More than three decades after their parents’ brutal slayings, the Menendez brother’s murders remains one of the most infamous true-crime stories in United States history. The grisly tale continues to inspire cinematic and televised retellings, including a Lifetime movie, an eight-hour NBC mini-series, and an ABC documentary. The shotgun slayings of Jose and Kitty Menendez were unthinkable, but what happened after their murders were equally shocking. Read on to learn more about the aftermath of the Menendez family murders and the murder trial that captivated the country.
What Happened on the Night of The Menendez Murders?
After bursting into the den of their sprawling California home and discharging 15 shots into their parents, Lyle and Erik Menendez drove to a movie theater and purchased tickets for Batman. The brothers then tossed their 12-gauge shotguns and changed out of their bloody clothes before heading home and calling the cops. Lyle called 911 sobbing, “Somebody killed my parents!” (His dramatic whine would later be parodied in The Cable Guy).
In the week that followed the murder of their parents, the brothers behaved as if they’d just won the lottery. Lyle, a 21-year-old who had recently been suspended from Princeton University for plagiarism, went back to New Jersey and bought a Porsche along with a Rolex watch. His brother, 18-year-old Erik, hired a private tennis coach for $50,000 per year. The two of them took exotic vacations and made frivolous investments, spending an estimated $1 million of their self-made Cuban immigrant father’s $14 million fortune.
It was Erik who confessed their crime to his therapist, Dr. Jerome Oziel. Eventually, Oziel obtained recordings of both brothers confessing to the murders. The therapist told his mistress, Judalon Smyth, about their confession, and she went to the police. Because of doctor-patient confidentiality laws, prosecutors and the brother’s defense lawyers would battle for two years over whether the recordings could be used as evidence. Ultimately, the Supreme Court of California ruled that two of the three recordings were admissible as evidence.
In December 1992, both brothers were indicted and tried separately for murder. During the trials, prosecutors alleged that the spoiled brothers killed their parents out of greed, eager to take the family fortune for themselves. The Menendez brothers’ team of defense lawyers, led by the infamous Leslie Abramson, maintained that the brothers had acted in self-defense after a lifetime of suffering physical and sexual abuse at the hands of their parents.

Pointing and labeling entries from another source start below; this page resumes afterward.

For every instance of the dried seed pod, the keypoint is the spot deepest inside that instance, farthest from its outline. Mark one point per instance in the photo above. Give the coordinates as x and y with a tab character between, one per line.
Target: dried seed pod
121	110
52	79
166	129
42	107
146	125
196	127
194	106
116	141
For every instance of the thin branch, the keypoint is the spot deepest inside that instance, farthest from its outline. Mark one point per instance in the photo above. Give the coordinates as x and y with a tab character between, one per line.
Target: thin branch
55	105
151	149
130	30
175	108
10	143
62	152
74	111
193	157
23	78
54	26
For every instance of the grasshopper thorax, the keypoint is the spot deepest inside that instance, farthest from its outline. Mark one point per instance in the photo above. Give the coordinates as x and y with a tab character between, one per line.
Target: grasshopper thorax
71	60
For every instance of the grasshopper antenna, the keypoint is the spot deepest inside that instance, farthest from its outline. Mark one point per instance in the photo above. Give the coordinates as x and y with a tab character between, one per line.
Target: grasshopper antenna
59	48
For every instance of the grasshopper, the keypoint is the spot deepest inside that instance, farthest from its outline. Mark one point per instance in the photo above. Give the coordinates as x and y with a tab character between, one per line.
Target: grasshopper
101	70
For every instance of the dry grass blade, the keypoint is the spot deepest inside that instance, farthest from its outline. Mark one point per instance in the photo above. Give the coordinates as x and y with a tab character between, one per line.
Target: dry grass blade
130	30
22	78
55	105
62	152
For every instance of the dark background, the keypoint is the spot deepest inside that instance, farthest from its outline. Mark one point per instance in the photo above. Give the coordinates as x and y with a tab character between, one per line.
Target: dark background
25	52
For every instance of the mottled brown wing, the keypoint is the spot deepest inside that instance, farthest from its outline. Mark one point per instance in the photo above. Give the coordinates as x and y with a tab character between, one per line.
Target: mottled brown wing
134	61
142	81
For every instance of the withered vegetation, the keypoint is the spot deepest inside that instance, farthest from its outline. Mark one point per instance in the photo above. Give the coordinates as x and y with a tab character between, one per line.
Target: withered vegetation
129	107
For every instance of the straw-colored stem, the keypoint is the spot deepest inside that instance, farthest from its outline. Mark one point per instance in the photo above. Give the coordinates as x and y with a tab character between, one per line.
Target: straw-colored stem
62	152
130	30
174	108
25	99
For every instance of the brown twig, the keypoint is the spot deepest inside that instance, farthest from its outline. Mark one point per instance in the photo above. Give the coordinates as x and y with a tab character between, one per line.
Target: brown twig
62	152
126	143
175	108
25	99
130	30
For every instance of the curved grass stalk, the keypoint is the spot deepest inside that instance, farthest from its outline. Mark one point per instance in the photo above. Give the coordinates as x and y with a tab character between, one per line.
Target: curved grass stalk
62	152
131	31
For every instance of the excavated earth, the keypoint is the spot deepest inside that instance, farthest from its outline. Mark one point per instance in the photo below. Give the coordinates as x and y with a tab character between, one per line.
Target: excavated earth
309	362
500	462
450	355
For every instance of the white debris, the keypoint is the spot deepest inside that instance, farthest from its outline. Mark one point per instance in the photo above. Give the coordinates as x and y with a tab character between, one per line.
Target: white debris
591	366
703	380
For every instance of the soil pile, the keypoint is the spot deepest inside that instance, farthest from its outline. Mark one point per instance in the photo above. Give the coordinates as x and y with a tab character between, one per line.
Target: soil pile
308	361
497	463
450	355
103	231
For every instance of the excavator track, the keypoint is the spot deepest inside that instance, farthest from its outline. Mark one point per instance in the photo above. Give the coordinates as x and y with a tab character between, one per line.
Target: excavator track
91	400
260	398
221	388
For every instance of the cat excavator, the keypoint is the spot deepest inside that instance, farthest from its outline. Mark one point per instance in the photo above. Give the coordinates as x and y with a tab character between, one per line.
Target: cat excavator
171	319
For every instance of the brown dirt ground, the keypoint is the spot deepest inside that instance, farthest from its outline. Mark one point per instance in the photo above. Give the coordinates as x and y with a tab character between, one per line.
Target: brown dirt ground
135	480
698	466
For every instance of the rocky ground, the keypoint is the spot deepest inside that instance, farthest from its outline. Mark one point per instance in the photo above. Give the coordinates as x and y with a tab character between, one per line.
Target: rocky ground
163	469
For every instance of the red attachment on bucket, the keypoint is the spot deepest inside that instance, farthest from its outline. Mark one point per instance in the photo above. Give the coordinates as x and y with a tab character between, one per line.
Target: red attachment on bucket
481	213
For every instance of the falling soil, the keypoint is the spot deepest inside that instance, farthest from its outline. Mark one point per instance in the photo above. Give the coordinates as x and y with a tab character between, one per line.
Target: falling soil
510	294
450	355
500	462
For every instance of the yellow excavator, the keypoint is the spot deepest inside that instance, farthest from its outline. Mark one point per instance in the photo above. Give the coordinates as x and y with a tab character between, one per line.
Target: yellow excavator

Because the two juries couldn’t agree on whether the brothers were murderers or acting in self-defense, the initial cases were declared a mistrial. The brothers were retried in 1995. The second trial was much less publicized since the judge would not allow the proceeding to be filmed for court TV and much of the American public had turned their attention to the O.J. Simpson case.
“The Menendez Murders: The Shocking Untold Story of the Menendez Family and the Killings that Stunned the Nation”
In May 1996, the brothers were both convicted of first-degree murders with special circumstances and conspiracy to commit murder. They were given life sentences without parole. “We did think there was psychological abuse to some extent. I think most of us believed that” one jury Los Angeles Times. “Sexual abuse? I don’t think we’ll ever know if that’s true or not.”
The state of California opted to send the brothers to separate prisons. Erik was sent to Folsom State Prison and Lyle to Mule Creek State Prison. After 22 years apart and multiple transfer requests, the brothers would be reunited. In 2018, Lyle was relocated to the same housing unit as Erik in the Richard J. Donovan Correctional Facility in San Diego.